The poor and the disabled aren't the only ones getting snagged. When workers or retirees with employer coverage become eligible for Medicare and obtain drug coverage, they may jeopardize their existing coverage unwittingly.
That's because the federal government subsidizes both Part D coverage and equivalent drug benefits offered by employers. A person can't be enrolled in both.

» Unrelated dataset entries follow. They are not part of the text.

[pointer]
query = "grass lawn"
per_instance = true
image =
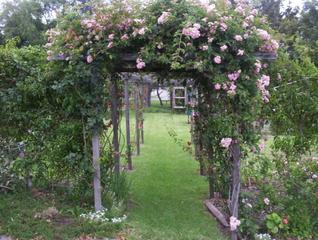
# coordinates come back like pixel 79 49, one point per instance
pixel 167 191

Angelo Locsin's mother almost fell into that trap when she retired from the payroll department at Harborview Medical Center in Seattle. Locsin, a Part D expert with the National Asian Pacific Center on Aging in Seattle, warned his mother that she'd be better off staying put with her generous state-employees health plan. Had Locsin's mother switched to Part D coverage, she would have been unable to return to her employer's plan.
Misinformed intent
Since 2006, almost 300 people in the state-employees medical plan signed up for Part D coverage, either as a stand-alone plan or as part of a comprehensive Medicare Advantage plan. But after the state contacted them to verify their intent, it turned out that only five of them had wanted to permanently give up their state coverage, said Michelle George, a spokeswoman for the Washington State Health Care Authority.
In Naida Taggart's case, the state-employees plan eventually reinstated her coverage. But the family's two-year bureaucratic tussle lives on. Just last month, Humana sent Janet Taggart yet another letter "confirming your request to disenroll."
Taggart, a feisty disabled-rights advocate, sat before her word processor to retort that Naida can't be disenrolled because she hadn't enrolled in the first place. She concluded her letter with this: "Please correct your records and cease sending me any more material."